John Locke shares this deep distrust of language artistry, yet articulates his dislike with characteristic style:

“The artificial and figurative application of words eloquence hath invented . . . are for nothing else but to insinuate wrong ideas, move the passions, and thereby mislead the judgment, and so indeed are perfect cheat; and therefore . . . they are certainly, in all discourses that pretend to inform and instruct, wholly to be avoided, and where truth and knowledge are concerned, cannot but be thought a great fault either of the language or person that makes use of them.”[4]

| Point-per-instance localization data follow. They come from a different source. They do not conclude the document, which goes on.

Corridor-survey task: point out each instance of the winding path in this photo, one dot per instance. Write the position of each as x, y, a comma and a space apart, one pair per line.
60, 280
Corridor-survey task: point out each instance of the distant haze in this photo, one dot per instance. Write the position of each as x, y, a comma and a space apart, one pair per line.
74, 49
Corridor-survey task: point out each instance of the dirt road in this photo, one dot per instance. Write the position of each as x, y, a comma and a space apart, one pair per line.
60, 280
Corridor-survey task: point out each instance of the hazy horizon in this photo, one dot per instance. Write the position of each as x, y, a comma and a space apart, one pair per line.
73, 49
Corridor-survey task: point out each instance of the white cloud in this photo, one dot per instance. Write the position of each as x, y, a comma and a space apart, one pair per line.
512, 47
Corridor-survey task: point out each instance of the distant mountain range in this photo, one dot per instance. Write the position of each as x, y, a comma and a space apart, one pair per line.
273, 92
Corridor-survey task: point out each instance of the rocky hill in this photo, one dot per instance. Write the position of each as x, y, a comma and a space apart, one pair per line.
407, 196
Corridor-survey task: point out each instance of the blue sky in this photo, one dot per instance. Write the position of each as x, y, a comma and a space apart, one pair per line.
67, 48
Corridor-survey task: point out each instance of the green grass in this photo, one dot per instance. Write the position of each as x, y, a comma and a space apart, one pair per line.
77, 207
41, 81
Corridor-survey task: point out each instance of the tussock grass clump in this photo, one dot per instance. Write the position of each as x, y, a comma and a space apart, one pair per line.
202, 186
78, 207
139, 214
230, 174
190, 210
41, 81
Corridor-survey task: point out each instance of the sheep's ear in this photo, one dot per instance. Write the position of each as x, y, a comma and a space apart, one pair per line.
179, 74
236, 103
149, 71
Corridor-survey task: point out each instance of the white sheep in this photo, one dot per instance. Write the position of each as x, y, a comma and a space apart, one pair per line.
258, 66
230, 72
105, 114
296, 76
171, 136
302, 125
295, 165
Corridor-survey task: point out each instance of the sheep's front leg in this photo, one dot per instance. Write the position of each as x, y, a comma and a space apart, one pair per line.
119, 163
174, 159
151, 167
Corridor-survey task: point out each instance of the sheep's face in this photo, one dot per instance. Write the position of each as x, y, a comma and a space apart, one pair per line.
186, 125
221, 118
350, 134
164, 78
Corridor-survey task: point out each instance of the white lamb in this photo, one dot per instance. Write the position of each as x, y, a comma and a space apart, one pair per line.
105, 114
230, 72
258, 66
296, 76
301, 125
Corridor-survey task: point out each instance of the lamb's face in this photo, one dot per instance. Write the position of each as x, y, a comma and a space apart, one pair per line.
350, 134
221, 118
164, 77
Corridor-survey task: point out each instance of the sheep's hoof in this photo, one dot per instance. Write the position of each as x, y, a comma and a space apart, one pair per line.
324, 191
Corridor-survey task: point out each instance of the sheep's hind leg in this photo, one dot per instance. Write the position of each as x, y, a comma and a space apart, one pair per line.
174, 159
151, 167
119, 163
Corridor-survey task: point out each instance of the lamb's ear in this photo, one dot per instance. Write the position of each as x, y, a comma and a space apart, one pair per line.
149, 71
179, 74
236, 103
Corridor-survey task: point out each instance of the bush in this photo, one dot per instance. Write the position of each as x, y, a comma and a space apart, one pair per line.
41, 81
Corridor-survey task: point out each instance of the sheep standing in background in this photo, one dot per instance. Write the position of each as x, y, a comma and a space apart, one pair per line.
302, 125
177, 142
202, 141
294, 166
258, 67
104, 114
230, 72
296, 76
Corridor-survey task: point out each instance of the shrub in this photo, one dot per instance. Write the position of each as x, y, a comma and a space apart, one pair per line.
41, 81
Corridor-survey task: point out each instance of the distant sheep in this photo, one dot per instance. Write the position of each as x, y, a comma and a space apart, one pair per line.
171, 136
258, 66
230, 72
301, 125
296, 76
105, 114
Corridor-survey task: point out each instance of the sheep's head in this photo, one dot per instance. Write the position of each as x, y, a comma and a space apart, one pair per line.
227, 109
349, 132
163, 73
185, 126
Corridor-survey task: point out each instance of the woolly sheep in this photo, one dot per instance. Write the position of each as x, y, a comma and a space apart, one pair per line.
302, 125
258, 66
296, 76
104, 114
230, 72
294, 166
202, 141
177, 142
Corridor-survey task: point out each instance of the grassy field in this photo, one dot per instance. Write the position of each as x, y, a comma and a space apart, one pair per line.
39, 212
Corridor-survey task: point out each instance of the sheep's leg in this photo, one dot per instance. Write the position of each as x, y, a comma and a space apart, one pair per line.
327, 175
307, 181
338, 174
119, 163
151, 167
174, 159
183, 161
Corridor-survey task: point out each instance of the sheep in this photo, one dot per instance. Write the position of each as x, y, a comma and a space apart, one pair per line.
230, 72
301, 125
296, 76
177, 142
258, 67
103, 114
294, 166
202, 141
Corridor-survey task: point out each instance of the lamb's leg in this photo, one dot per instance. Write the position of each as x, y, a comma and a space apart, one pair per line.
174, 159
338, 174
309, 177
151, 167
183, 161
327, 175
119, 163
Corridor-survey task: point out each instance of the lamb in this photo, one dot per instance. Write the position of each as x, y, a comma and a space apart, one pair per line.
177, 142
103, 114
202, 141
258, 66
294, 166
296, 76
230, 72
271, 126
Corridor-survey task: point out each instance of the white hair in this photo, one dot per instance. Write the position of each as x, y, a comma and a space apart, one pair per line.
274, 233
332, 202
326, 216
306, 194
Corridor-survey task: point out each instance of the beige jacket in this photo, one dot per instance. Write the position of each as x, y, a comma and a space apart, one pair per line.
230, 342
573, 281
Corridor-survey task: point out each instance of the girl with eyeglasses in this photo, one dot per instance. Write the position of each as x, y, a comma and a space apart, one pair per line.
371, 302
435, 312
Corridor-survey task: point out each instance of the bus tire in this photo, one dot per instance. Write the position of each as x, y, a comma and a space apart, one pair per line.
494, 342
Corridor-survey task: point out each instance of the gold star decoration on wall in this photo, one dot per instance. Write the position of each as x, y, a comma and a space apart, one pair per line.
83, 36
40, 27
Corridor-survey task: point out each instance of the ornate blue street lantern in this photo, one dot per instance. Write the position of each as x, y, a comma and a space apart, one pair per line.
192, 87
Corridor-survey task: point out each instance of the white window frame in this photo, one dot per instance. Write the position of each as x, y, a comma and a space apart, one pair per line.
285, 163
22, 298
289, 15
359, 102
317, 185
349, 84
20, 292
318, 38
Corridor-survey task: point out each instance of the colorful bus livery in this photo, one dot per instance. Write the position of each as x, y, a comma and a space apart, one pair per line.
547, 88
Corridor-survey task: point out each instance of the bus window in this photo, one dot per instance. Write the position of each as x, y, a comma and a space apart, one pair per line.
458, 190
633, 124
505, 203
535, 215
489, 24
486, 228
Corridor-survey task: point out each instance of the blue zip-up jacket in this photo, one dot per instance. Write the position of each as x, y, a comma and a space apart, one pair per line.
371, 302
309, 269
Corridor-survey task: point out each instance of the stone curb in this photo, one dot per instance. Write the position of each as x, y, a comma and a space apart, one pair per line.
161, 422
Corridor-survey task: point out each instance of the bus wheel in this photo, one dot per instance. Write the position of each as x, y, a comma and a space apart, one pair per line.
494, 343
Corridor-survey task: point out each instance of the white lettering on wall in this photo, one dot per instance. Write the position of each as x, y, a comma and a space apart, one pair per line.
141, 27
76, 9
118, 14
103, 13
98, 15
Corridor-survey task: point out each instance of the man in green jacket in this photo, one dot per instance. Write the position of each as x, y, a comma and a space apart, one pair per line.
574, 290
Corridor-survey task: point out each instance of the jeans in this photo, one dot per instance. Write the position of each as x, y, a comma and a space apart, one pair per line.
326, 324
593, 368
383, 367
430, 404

So we have the Socrates of Gorgias and Locke on one side: the side that completely rejects sophistry, mimesis, and mediation. The side concerned with things in themselves, which they seem to conceive of as monolithic, transcendent, and directly accessible. On the opposite side we have the likes of Walter Pater and Oscar Wilde, who quipped that, “Life imitates Art far more than Art imitates Life”, and that “the loveliness of such effects” like the view of fog rolling over the hills “did not exist till Art had invented them”. Put crassly, this side rejects truth in favor of beauty.

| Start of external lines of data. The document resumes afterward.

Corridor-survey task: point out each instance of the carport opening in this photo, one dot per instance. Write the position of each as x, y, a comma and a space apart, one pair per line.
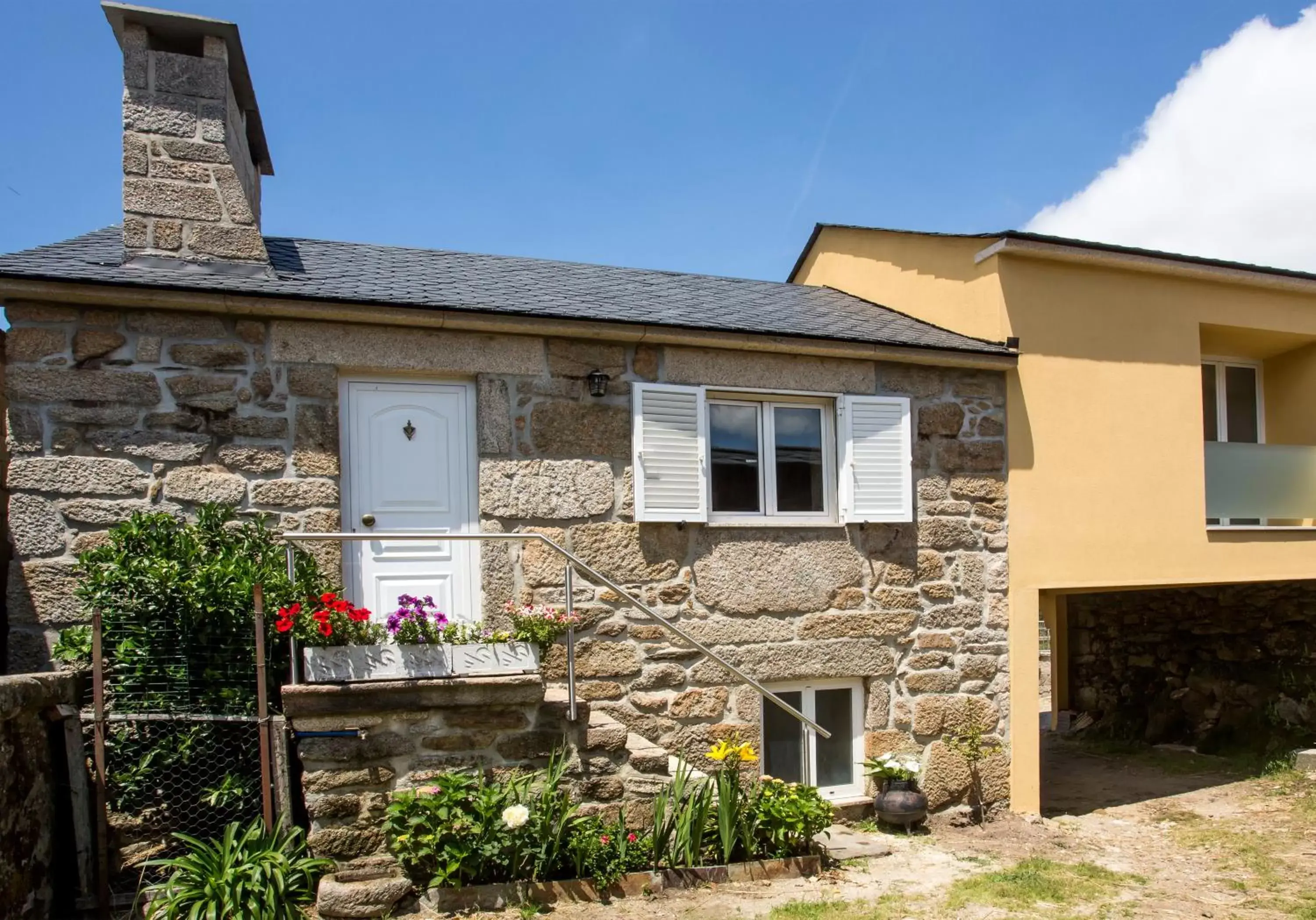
1168, 690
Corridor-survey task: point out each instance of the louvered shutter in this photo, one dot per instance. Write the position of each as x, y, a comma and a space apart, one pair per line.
668, 441
876, 471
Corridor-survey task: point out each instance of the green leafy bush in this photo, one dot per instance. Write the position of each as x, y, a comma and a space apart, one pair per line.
247, 874
468, 830
73, 648
177, 613
465, 830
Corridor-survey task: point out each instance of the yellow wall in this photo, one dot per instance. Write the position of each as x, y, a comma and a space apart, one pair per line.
937, 283
1105, 423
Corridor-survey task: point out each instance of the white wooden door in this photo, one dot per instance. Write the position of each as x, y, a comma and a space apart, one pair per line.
411, 468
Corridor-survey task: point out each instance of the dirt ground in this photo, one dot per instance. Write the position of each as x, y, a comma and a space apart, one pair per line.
1189, 836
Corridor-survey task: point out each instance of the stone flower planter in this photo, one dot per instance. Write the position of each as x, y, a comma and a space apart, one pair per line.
344, 664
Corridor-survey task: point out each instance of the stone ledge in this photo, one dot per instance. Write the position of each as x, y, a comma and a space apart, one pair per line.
375, 697
35, 692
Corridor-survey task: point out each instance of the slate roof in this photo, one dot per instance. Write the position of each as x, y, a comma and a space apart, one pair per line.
440, 279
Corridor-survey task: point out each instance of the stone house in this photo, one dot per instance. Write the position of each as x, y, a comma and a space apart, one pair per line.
808, 482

In comparing these two dialogues, we at first seem to see a deep inconsistency emerge in Plato’s corpus. His Cratylist position, on the one hand, understands words as mediators in virtue of their mimesis—they are almost sacraments, as they make objects present to us by signing them. His Gorgian position, on the other hand, rejects the role of the supreme language artist—the rhetor and the poet. If we look closely though, we see that in fact, Plato’s condemnation of rhetoricians aligns perfectly with his sacramental view of language. He esteems truth as the highest value; he believes rhetoricians (and ultimately, poets) deceive their audiences, and perhaps even betray words by divorcing them from their transcendent objects of references. Thus the language artist becomes the villain rather than the hero.

And so we’re left with the ultimate questions: can poets and philosophers ever get along? Can truth and beauty ever coincide? While Plato seems to think they cannot, I contend that they can. Poetry, narrative, metaphor; sometimes these communicate truth more effectively than proposition.

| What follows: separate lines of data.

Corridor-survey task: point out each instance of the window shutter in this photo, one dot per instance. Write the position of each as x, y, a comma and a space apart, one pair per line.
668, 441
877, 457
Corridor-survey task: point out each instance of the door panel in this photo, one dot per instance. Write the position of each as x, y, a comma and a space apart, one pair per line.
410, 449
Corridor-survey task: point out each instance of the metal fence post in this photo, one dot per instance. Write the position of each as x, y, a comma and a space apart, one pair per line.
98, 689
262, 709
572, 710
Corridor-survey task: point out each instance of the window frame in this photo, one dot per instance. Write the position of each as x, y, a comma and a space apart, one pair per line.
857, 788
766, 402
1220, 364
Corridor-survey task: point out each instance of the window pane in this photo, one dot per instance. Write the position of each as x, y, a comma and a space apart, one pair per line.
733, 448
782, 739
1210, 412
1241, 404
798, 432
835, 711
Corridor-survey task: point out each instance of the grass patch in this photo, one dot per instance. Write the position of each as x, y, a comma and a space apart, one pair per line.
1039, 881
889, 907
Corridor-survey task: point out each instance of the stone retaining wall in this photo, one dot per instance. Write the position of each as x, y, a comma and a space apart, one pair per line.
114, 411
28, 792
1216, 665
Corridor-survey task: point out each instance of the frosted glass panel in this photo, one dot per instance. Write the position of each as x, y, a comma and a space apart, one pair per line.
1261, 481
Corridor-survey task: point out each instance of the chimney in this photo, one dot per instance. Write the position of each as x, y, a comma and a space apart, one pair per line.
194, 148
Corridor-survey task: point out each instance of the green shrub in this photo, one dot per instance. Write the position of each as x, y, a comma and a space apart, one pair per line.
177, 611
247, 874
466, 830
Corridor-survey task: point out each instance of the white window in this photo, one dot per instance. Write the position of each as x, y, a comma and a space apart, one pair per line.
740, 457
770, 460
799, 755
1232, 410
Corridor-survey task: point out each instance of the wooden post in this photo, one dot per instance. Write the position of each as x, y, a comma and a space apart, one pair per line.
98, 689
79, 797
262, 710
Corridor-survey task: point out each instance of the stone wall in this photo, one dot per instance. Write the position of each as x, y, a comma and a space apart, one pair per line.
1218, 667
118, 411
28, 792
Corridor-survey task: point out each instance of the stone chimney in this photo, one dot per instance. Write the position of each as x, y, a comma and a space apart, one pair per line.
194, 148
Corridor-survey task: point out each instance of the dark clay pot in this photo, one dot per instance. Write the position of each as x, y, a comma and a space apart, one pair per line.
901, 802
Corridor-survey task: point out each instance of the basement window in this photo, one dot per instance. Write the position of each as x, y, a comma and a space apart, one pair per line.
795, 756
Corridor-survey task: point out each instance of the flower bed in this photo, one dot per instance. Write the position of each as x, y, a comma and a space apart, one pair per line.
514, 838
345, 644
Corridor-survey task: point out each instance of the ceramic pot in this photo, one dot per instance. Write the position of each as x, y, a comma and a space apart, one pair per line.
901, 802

Prove it, you say? Well, we’ve run out of time. Consider this a cliff-hanger.


[1] N.B. No assertions are made here about Platonic authorship or which characters in the dialogues are intended as the ones who hold the ‘right’ view. Part of the pedagogy of the dialogue genre is this very ambiguity, left for the reader to puzzle out.

[2] I am entirely indebted on this point to Catherine Pickstock’s lucid Modern Theology article on the nature of language in Cratylus.

[3] I’m offended by this more as a lover of baked goods than as a philosopher arguing that linguistic artistry too conveys truth.

[4] John Locke, An Essay Concerning Human Understanding, ed. Kenneth P. Winkler (Indianapolis: Hackett, 1996), 214.